There was a particularly memorable scene in which three children are watching and commenting on a movie in a car, but we could not see which film it was. Can you tell us more?
It was Little Big Man by Arthur Penn. The children had brought the DVD of the film. On that cold day of rest in Bridger, there was nothing else to do. Then they settled themselves in our SUV and started watching it. We had to go to the gas station, so we took them with us. I was driving, but I saw this movie so many times when I was little that I just remember it by the soundtrack. I felt that this moment must have been in the film: young children watching their ancestors overthrow the American army. I looked at Martin and Erwan so that they would start filming and I was playing with the volume of the player.
In all your documentaries, children have an important place. Can you tell us why?
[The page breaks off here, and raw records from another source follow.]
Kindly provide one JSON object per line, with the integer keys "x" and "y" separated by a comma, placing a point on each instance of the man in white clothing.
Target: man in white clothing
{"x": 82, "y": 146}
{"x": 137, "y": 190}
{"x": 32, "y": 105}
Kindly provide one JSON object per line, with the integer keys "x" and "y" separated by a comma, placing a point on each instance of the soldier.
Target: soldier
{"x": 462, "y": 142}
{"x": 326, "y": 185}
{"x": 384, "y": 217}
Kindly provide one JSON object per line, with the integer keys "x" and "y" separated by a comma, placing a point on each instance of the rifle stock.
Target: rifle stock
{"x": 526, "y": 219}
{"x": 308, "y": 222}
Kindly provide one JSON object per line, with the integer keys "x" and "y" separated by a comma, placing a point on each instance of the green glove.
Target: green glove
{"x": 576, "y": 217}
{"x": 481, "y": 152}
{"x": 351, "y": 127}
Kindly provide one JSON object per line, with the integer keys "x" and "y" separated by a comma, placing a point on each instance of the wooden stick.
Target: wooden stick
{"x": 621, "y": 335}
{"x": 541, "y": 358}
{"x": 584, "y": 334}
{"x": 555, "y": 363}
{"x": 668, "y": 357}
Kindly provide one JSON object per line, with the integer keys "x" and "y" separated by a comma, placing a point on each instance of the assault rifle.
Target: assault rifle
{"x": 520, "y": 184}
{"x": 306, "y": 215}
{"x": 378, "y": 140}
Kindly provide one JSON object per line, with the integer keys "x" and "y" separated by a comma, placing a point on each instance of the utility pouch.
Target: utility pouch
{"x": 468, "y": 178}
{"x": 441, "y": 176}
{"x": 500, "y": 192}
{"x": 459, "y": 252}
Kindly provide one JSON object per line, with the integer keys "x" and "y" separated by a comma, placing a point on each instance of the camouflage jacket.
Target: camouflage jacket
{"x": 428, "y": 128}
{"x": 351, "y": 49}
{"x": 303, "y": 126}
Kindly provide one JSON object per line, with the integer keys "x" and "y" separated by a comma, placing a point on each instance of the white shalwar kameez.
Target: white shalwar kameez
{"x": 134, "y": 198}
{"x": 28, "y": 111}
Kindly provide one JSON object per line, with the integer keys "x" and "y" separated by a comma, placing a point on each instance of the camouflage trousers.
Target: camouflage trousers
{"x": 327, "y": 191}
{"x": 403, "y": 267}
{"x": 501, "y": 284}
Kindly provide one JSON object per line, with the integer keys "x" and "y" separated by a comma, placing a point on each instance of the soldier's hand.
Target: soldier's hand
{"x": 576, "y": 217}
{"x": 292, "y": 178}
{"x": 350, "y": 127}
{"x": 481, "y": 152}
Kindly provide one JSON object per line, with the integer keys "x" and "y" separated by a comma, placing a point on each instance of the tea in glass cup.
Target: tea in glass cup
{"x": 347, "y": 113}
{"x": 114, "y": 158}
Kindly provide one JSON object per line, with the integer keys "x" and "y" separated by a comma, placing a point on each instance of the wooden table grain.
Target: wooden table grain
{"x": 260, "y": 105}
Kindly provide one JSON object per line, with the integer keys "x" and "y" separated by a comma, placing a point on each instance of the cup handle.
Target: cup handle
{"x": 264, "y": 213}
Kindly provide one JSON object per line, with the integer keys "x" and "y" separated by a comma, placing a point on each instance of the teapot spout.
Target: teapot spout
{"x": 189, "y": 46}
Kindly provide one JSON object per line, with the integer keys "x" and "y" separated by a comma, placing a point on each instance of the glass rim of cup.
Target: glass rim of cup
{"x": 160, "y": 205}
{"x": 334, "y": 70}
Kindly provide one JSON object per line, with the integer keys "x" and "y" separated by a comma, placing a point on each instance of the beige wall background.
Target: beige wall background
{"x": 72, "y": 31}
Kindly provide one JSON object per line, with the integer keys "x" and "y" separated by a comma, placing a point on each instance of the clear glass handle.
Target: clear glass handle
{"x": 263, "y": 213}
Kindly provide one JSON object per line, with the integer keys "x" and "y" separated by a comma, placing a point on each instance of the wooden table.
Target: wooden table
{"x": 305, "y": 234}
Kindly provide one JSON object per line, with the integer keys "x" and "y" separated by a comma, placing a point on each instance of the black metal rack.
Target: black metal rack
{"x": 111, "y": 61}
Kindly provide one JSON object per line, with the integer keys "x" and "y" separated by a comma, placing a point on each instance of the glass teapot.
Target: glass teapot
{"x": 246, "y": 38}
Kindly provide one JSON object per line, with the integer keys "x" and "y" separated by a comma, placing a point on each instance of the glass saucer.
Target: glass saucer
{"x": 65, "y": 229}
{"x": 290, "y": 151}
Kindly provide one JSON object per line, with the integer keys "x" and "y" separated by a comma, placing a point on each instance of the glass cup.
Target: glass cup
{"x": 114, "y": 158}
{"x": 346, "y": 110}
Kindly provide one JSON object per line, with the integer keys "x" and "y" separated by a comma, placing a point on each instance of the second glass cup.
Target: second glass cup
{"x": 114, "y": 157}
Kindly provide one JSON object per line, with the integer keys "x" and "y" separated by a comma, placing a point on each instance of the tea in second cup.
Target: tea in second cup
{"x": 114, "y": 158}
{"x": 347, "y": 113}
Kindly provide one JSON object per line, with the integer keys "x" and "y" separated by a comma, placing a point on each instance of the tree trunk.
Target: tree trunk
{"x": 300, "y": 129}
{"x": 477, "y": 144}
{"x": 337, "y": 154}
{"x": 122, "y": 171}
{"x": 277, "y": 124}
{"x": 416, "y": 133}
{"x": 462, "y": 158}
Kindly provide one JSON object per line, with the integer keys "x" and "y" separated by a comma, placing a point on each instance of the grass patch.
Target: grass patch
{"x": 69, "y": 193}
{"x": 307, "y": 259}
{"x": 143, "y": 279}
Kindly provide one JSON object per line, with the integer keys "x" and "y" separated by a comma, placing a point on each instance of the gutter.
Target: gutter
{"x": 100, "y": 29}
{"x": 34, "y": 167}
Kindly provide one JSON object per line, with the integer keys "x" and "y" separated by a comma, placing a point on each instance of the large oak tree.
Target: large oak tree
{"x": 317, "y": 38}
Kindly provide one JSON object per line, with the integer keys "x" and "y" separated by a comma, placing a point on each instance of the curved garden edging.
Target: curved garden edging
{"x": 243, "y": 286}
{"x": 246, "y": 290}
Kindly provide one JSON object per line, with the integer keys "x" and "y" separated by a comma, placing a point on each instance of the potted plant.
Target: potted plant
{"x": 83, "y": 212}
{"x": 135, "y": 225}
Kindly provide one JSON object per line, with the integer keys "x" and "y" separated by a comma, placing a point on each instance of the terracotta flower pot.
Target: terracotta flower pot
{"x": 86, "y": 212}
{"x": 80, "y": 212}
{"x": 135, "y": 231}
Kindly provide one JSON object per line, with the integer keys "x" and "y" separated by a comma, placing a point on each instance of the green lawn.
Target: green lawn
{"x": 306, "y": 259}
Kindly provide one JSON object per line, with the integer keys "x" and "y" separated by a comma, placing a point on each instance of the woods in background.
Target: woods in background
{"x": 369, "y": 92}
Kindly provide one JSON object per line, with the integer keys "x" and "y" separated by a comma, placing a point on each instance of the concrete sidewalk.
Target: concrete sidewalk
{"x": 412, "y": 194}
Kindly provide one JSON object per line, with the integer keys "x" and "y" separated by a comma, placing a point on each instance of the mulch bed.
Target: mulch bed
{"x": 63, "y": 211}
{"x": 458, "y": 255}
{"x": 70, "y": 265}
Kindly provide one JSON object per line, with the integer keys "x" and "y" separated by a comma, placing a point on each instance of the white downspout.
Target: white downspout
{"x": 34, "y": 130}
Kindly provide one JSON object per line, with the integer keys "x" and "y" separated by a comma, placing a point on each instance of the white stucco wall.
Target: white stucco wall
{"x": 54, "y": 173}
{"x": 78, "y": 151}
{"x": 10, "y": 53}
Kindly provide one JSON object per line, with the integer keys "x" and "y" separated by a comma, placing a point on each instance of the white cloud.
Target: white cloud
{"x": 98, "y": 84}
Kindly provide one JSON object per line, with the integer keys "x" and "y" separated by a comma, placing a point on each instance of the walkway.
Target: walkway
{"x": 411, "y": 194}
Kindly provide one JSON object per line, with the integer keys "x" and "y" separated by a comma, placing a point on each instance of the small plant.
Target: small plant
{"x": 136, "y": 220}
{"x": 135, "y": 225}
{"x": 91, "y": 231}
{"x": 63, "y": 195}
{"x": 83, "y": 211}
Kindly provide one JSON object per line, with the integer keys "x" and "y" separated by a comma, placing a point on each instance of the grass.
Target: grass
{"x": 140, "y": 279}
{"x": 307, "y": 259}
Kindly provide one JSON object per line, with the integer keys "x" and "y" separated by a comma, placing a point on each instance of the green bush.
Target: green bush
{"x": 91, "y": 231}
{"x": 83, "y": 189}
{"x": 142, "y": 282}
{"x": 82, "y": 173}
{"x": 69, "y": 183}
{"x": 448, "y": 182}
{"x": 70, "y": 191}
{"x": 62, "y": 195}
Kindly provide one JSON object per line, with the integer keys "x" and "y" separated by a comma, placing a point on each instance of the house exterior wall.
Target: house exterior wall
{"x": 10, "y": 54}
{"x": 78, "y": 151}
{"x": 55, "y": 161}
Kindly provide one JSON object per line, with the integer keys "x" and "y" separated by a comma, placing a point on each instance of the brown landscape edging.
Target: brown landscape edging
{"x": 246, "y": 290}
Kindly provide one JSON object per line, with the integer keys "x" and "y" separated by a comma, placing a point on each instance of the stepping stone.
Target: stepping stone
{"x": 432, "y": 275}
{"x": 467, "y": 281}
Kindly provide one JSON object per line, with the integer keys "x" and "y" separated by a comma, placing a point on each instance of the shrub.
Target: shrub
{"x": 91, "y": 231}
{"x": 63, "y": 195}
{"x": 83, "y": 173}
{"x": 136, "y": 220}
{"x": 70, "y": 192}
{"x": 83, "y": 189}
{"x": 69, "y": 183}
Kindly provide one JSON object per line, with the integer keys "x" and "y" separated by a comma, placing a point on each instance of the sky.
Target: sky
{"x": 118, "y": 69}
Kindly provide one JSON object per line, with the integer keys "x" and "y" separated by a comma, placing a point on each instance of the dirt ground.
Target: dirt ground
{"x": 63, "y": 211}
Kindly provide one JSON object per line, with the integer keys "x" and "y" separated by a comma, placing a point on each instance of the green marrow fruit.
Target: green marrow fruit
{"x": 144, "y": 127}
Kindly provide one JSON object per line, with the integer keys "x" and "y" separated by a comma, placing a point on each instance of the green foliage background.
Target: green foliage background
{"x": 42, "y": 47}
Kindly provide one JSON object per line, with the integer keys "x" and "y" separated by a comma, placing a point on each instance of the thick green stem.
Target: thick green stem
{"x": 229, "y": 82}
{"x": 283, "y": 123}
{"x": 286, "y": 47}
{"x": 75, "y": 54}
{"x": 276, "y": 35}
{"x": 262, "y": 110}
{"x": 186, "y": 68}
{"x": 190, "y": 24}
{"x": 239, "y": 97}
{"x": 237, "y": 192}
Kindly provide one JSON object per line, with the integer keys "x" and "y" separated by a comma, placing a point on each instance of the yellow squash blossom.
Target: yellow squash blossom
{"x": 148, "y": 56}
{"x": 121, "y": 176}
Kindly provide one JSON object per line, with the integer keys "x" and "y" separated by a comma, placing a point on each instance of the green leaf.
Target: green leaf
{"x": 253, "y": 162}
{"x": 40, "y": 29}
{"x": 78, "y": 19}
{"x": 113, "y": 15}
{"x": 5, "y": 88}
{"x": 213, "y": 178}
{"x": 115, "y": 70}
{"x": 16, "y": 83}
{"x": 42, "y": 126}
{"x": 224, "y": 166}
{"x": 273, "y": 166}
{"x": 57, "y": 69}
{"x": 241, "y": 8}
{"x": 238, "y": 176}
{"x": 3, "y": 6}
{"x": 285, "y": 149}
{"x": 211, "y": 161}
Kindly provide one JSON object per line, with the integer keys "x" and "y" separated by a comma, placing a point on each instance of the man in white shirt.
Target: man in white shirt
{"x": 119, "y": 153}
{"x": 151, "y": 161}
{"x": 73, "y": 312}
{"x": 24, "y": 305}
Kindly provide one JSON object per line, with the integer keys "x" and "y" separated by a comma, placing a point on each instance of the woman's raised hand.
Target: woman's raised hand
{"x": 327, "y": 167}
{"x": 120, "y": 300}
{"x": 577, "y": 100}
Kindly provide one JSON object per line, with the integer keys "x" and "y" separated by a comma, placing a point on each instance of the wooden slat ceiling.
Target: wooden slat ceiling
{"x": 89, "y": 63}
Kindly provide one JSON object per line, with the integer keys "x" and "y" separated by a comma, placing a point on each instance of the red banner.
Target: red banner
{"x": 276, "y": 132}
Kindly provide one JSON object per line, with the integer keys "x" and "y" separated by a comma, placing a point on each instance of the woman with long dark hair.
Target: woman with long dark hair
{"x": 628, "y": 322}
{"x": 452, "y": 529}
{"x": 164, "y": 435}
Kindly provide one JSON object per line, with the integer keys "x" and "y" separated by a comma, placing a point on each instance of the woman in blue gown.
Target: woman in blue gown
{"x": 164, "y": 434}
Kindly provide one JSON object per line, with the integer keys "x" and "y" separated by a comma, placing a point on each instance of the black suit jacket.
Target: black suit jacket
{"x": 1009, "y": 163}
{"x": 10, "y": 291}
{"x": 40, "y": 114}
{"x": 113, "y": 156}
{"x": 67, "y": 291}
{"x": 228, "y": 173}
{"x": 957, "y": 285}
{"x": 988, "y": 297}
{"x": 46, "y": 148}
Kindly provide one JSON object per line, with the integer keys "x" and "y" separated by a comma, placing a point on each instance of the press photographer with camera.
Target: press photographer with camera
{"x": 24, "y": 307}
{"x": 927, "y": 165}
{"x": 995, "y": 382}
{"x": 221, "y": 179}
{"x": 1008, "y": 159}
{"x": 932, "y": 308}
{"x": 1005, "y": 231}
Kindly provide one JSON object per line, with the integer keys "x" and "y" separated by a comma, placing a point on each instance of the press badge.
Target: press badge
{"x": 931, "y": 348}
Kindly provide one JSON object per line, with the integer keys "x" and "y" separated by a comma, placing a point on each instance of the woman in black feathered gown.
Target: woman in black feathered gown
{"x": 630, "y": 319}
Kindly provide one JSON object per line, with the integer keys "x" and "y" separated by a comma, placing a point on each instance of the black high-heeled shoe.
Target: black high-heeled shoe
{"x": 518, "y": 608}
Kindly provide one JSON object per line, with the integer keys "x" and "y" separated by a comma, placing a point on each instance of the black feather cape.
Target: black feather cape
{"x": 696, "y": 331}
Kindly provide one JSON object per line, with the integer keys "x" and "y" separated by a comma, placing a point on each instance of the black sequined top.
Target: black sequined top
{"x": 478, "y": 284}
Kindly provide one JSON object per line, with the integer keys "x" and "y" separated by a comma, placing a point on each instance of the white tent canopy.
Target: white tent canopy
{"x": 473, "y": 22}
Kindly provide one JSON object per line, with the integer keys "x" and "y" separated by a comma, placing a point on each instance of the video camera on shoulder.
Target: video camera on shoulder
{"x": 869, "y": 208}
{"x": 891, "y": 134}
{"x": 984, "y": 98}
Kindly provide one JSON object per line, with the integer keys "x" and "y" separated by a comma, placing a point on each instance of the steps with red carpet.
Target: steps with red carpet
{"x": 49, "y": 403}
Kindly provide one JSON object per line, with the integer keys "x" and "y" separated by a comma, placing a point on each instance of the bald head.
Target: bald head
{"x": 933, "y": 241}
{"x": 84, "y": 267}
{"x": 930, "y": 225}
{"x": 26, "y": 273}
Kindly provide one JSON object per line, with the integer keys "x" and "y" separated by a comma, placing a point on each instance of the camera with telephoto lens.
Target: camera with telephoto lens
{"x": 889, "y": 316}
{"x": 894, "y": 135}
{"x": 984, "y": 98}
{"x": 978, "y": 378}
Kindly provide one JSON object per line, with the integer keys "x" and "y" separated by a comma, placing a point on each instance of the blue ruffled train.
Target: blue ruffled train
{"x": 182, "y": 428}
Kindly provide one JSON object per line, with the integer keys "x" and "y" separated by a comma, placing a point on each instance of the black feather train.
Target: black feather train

I get along very well with children and teenagers. I don’t know why… It is true that there is not much in common in my films (football in Africa, Tuaregs, Native Americans, fencing in the West Indies…). I can just tell you that Jesse has the same mischievous stare as Souley in “The Little Princes of Sand” or Stanjik in “Ultramarine Blades”. The funny thing is that film after film, my hero grows up, it's like I'm filming the same child, who, as time goes by, rises up around the world. They are all strong and solid characters with goals and who want to build their future. They are still innocent, but this mischievous little look they have tells me that they are aware of life's difficulties and that they know how to play with them. I was particularly inspired by the young Lakota that I met during my visits: Jesse’s frank smile that has no hidden motives and his love for horses, Wolf’s laugh when he sings in the middle of the night, Carla’s doubts about her future, TC’s seriousness when he talks about joining the army, Chang who was looking for me every time he wanted to play and Ramey who always invited me to dance. I shared unique moments with this young people. During the ride, we laughed, we cried, we were hungry and cold together. I heard their voices, doubts and stories. Even though they’re young, I was shocked by their maturity, especially for a childhood where they were given little hope of a promising future. I asked myself how could we live with such a strange duality: being American and Sioux as the same time, always asking yourself this question, to often being in the dark about the answer.